The question, therefore, is whether this wind might not eventually erode traditional support for Israel in American public opinion as well. Is the so-called “partisan gap” on Israel a permanent feature of the American political landscape that should worry Israelis or is it a reversible trend that will change with the times?
It is tempting, for example, to comfort oneself with the assumption that support for Israel comes with age, that young liberals who are now equivocating about the Jewish state will evolve over the years and become strong Israel-supporters, just like their elders. But that intuitive theory is rebuffed in a paper published earlier this year by Israel’s Institute of National Strategic Studies (INSS) in which researchers Owen Alterman and Cameron Brown cite polls showing that in the late 1970s, the generational divide was the other way round: Americans aged 18-29 were more supportive of Israel than those 65+ and over.

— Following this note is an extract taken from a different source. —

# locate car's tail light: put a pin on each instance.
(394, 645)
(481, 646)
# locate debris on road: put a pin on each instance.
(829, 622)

“Generations seem to develop views toward Israel that guide their opinions throughout their lifetime,” the authors note. If that is true, then the so-called Millenials born after 1980, will maintain their tepid support for Israel throughout the coming decades as the Israel-backing Silent Generation and Baby Boomers slowly leave the stage.
Alterman and Cameron also dissect the correlation between religiosity and support for Israel, and come to the far less surprising conclusion that the most supportive are the most religious, both Christian and Jewish, and that the coolest toward Israel are those who cite “none” as their main religion. The entire “partisan gap” on support for Israel created in the past two decades, after all, isn’t so much a decrease in left-wing backing for Israel as a dramatic increase in right-wing support that stems from the growing prominence of Israel among Evangelical Christians and their increasing dominance of Republican politics.
Right-wing Jewish ideologues like to gloat over the growing political divide as proof of liberal perfidy in general and the left’s animus toward Israel in particular. They tend to gloss over their own role in turning Israel into a “wedge issue” which they unsuccessfully tried to exploit in order to pry Jewish voters away from U.S. President Barack Obama in the recent elections. By portraying support for Israel as a uniquely Republican and conservative cause, Republican Jewish propagandists are steadily ensuring that many young liberals will be instinctively repelled from embracing Israel too ardently. [Continue reading…]
Looks as if Israel Apartheid Week and BDS are finally having some effect.
Israel’s whining about Hamas’s firecrackers on steroids while Gazans endure barrages of 1000-pound bombs has helped some too.